🤖 AI Summary
This study investigates whether large language models (LLMs) rely on structured internal spatial representations or merely employ linguistic heuristics for spatial reasoning. Drawing on theories of human spatial cognition, we decompose spatial reasoning into three computational primitives—relational composition, representational transformation, and stateful updating—and design a suite of controlled tasks to probe LLMs across English, Chinese, and Arabic. Through linear probing, sparse autoencoders, and causal interventions, we systematically analyze the models’ internal mechanisms. Our findings reveal, for the first time at the level of computational primitives, that while spatial information exerts causal effects in intermediate layers, its representation is transient, fragmented, task-disjointed, and weakly integrated. Moreover, identical behavioral outputs arise from heterogeneous mechanistic pathways, and cross-lingual spatial reasoning performance exhibits significant degradation.
📝 Abstract
As spatial intelligence becomes an increasingly important capability for foundation models, it remains unclear whether large language models' (LLMs) performance on spatial reasoning benchmarks reflects structured internal spatial representations or reliance on linguistic heuristics. We address this question from a mechanistic perspective by examining how spatial information is internally represented and used. Drawing on computational theories of human spatial cognition, we decompose spatial reasoning into three primitives, relational composition, representational transformation, and stateful spatial updating, and design controlled task families for each. We evaluate multilingual LLMs in English, Chinese, and Arabic under single pass inference, and analyze internal representations using linear probing, sparse autoencoder based feature analysis, and causal interventions.

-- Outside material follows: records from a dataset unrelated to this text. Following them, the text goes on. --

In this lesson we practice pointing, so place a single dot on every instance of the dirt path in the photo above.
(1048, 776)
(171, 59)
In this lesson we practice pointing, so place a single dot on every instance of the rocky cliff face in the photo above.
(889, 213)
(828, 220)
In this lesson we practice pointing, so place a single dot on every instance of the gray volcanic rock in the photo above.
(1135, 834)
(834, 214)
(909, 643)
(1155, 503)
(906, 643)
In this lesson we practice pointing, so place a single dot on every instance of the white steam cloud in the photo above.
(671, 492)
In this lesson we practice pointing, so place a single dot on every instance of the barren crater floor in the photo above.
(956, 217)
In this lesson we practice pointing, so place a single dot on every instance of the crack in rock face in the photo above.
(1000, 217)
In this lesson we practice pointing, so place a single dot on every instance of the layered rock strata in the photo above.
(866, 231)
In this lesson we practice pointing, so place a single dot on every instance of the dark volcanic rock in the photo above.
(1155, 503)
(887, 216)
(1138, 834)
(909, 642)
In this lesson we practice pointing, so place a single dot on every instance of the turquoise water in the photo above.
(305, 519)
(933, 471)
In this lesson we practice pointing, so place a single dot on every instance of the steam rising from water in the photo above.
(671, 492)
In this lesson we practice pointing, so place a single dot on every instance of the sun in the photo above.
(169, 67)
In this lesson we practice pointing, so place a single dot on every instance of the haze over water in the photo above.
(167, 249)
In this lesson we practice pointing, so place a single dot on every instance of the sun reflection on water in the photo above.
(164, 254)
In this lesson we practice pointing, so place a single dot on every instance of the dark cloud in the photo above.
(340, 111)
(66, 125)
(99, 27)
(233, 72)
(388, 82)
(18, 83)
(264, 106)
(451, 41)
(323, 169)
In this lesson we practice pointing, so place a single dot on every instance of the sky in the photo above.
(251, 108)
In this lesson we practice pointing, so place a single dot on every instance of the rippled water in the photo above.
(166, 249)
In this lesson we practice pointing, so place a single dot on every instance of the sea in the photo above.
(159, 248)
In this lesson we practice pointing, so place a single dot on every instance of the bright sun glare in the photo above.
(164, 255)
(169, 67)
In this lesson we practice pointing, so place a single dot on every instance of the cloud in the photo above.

We find that task relevant spatial information is encoded in intermediate layers and can causally influence behavior, but these representations are transient, fragmented across task families, and weakly integrated into final predictions. Cross linguistic analysis further reveals mechanistic degeneracy, where similar behavioral performance arises from distinct internal pathways. Overall, our results suggest that current LLMs exhibit limited and context dependent spatial representations rather than robust, general purpose spatial reasoning, highlighting the need for mechanistic evaluation beyond benchmark accuracy.